Its symptoms are likened to those caused by polio, which was eradicated in the U.S. thanks to the polio vaccine.
The illness is thought to attack the body's nervous system, although it's not well understood why. It can lead to paralysis and even death.
The U.S. Centers for Disease Control and Prevention said there have been 38 confirmed cases of AFM this year through the end of September. Fourteen cases have been reported in Colorado and six in Minnesota, most of them children. Earlier this week, three new cases were reported in patients being treated in Pittsburgh. CBS Chicago also reported that a 2-year-old in Chicago is recovering from the illness.
There is no specific treatment for AFM, but doctors at Children's Hospital Los Angeles are pioneering a new therapy to help patients regain movement.
"About half of kids with AFM will strengthen up enough on their own that they won't require any form of surgical intervention for their nerves. The other half won't," Dr. Mitchel Seruya, director of the Brachial Plexus and Peripheral Nerve Center at Children's Hospital Los Angeles, told CBS News.
Seruya is working on a nerve transfer surgery to help these patients.

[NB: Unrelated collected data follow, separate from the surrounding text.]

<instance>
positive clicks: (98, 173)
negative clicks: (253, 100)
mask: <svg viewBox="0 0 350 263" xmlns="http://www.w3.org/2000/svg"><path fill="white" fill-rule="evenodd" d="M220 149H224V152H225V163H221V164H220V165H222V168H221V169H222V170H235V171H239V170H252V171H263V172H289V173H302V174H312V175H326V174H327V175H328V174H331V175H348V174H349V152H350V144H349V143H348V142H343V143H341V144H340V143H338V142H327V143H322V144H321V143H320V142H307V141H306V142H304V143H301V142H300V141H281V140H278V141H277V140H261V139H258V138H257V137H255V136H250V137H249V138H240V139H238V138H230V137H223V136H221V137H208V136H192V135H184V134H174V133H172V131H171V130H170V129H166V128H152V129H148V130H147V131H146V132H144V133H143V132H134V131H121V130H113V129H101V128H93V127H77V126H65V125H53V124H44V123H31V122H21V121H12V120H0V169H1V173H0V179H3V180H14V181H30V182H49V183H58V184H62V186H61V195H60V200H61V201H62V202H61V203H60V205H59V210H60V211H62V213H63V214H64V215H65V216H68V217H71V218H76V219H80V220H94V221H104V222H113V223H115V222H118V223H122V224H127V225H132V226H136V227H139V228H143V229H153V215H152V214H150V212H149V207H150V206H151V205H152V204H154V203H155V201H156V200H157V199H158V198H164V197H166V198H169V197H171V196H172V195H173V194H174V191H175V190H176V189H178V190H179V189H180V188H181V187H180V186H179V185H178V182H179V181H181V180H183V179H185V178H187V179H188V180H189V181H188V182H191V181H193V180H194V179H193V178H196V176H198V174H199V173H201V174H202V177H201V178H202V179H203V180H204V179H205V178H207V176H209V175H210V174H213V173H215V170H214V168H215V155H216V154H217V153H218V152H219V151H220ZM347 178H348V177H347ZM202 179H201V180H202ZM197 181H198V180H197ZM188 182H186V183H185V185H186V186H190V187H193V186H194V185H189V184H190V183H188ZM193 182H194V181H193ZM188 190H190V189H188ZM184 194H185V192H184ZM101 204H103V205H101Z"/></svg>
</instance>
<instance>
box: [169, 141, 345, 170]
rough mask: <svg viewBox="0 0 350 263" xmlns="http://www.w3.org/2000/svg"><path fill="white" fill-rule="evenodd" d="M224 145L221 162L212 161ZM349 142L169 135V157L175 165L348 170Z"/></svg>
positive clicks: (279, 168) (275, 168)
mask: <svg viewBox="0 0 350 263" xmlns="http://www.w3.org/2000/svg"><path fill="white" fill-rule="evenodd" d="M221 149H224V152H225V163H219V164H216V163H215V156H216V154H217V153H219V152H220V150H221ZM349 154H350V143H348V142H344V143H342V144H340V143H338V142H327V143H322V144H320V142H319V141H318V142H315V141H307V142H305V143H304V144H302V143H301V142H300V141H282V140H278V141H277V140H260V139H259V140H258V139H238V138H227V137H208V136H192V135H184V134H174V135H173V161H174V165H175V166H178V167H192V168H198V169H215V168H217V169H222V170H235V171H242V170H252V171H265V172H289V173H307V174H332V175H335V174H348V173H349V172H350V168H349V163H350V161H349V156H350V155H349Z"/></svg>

Four-year-old Maipele Burns is one of the children receiving the treatment. She was born with chronic asthma, but an attack just before her second birthday was different.
"She takes the nebulizer, that wasn't working," her mom Carlene Burns said. "So I called a friend to take us to the emergency room."
Maipele appeared to make a full recovery, but when she returned home her mother discovered something still wasn't right.
"She was playing, a normal kid and then my husband noticed her arm was kind of just hanging there," Burns said.
Maipele had lost all function in her right arm and was diagnosed with AFM.
Doctors at Children's Hospital Los Angeles performed two surgeries taking nerves from her ribs and diaphragm and diverting them to her arm to make her fingers, wrist, and elbow bend and straighten.
"You have to get in there by 8 to 12 months ideally to fix the nerve, otherwise the nerve loses its connection to the muscle and at that point you run the risk of not being able to reverse the paralysis," Seruya said.
Therapists continue to work with Maipele to train her nerves. It's been 18 months since the first surgery and she has regained movement in her elbow and hand.
"We had to teach her how to go up the stairs, how to get up," Burns said. "We try to treat her like a normal kid."
Doctors hope as she continues with therapy, she will see even more improvement.